ネタバレ注意
「宝石商のメイド」の5巻の感想です。
~あらすじ~
ある日突然、エリヤの元に大切な人からの手紙が届きました。
~今回の内容~
エリヤの過去に何があったのか、何故アルフレッドについていくことになったのかが語られています。
~感想~
とんでもなく暗い回なのかと思っていましたが、どちらかというと感動するような面が多かったですね。
エリヤもアルフレッドもお互いに普通とは違う、特殊な環境で育ったもの同士だから惹かれあったのかもしれませんね。
完全な理解とはいかないまでも、自分が同じような大変な目に遭ったことがあると、他人にも優しくなれるというか、事情を理解できるように努めてあげることが出来るという感じですね。
私は昔から困った症状があるのですが、上司に同じ症状の方がいて、そのおかげで私の体調についてよく理解してくれてくれたのがとても助かり、嬉しかったです。
してもらってばかりではいけませんが、やはり自分の苦しみを理解してくれる人とは一緒にいたいという気持ちになりますよね。
アルフレッドもエリヤの才能と置かれている状況をすぐに把握して、エリヤもアルフレッドが出す問題に対してすべて正解し、勤勉さも見せて、期待に応えるというwin-winな関係でしたね。

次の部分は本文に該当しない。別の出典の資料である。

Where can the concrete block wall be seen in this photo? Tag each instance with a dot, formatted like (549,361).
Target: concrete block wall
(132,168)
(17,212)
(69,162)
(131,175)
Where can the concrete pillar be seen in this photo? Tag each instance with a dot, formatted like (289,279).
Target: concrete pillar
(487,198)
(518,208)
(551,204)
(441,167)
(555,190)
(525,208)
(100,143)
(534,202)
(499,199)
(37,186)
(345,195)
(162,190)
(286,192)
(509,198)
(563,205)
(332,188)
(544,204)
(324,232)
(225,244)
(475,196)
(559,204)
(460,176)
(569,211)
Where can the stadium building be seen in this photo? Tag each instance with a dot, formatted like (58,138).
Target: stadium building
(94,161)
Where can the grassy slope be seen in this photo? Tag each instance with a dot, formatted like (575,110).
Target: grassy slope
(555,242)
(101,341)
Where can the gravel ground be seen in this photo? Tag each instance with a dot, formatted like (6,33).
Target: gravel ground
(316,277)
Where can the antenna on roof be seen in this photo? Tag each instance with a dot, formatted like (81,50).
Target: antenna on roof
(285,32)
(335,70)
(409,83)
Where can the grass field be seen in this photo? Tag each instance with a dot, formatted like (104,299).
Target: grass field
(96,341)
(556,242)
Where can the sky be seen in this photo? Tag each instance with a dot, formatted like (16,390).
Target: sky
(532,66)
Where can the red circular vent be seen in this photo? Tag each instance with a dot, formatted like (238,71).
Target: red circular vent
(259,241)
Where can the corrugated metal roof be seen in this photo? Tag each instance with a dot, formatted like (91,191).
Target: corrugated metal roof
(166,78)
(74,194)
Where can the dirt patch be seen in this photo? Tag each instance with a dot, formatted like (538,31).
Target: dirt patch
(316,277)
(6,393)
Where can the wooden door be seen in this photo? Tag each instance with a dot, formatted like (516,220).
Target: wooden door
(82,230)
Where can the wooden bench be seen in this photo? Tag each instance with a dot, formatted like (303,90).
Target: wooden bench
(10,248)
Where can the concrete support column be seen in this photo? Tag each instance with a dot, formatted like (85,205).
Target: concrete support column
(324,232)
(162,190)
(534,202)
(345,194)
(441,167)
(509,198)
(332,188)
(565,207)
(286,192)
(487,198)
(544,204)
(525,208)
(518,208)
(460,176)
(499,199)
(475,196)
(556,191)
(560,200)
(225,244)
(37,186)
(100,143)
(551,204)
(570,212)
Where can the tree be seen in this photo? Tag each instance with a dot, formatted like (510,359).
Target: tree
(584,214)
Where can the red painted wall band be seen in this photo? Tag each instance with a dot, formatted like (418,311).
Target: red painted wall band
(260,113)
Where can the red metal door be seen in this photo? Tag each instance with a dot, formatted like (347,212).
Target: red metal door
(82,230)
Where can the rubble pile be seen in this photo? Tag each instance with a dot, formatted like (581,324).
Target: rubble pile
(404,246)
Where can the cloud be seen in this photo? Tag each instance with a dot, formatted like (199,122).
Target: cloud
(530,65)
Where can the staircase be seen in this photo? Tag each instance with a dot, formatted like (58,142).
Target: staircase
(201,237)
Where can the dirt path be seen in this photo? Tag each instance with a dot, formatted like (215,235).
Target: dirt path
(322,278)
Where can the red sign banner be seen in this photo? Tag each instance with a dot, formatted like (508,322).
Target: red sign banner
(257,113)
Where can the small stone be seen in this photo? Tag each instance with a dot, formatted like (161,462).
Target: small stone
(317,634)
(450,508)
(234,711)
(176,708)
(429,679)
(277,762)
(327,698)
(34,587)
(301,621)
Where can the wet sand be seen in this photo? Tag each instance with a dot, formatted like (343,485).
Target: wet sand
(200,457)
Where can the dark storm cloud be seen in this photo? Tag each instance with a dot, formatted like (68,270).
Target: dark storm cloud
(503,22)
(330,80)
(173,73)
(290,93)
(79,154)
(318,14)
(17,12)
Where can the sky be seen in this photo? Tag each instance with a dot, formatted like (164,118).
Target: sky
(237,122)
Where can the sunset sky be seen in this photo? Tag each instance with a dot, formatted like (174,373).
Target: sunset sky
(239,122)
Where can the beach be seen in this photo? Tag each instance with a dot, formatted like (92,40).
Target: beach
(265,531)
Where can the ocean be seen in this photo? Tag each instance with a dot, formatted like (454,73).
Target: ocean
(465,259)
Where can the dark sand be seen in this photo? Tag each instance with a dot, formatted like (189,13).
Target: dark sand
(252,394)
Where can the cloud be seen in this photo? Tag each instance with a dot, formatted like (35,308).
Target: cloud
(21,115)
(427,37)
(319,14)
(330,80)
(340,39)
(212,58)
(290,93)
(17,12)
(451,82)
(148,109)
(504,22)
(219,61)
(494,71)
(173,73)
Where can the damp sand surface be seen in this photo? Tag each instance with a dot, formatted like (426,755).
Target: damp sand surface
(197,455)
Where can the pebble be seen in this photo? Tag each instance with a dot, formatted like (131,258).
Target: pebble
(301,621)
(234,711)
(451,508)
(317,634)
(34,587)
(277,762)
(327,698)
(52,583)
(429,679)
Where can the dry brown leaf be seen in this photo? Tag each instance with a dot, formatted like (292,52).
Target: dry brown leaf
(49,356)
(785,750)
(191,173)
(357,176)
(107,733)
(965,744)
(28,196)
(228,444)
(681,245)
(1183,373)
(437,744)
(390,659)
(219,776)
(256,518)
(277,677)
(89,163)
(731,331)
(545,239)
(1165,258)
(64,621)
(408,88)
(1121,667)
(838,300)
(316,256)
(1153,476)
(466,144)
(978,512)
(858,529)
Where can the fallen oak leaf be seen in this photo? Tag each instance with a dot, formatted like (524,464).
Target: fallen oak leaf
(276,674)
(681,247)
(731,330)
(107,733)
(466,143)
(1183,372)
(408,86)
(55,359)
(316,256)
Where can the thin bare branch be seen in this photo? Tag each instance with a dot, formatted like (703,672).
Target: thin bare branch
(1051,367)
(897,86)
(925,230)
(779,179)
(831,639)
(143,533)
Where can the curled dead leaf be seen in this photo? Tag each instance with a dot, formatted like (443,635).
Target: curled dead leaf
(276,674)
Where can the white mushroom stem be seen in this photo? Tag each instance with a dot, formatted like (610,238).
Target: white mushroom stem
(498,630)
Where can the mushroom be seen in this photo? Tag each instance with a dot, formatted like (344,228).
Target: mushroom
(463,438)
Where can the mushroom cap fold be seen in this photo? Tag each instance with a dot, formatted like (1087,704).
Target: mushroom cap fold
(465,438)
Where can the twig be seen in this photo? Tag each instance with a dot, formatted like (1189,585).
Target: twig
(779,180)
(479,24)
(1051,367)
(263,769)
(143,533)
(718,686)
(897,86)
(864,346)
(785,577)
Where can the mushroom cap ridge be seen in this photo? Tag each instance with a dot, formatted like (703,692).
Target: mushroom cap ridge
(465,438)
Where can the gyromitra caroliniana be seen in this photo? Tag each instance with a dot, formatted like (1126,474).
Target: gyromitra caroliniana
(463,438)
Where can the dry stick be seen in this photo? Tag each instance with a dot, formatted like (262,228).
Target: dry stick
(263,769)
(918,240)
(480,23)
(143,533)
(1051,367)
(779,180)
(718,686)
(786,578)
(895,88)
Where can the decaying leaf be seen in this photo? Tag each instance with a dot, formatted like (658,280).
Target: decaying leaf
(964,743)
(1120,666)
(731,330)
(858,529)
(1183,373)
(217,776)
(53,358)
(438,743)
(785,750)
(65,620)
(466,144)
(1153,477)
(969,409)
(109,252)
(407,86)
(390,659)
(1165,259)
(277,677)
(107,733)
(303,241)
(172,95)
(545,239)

良かったのはアルフレッドがエリヤが妹みたいだからというだけではなく、きっちり見返りも求めているよということを正直に話したところですね。
その結果旅立ちの日に、エリヤ自身がアルフレッドに対して何を返せるのかと強く思うようになったのだろうと思います。
でも妹みたいというのは本当で、エリヤの本当の幸せをいつも考えているのを見ると、アルフレッドは真剣にエリヤに幸せになってほしいのだなと伝わってきますね。
~推しポイント・好きな場面~
エリヤの幼少期に露店で青年に宝石を売っているところですね。
自然から色々なものをもらっているから、石からも…というのは確かにそうですよね。
一見価値が見いだせない自然のものも、実はものすごく大切な役割を果たしていた、というのもよくある話です。
~この巻の見どころ~
エリヤの珍しい表情がたくさん見られるところですね。故郷ということで、心自体も幼少期にいったん戻ったのか、見せてくれた笑顔はとても可愛らしかったです。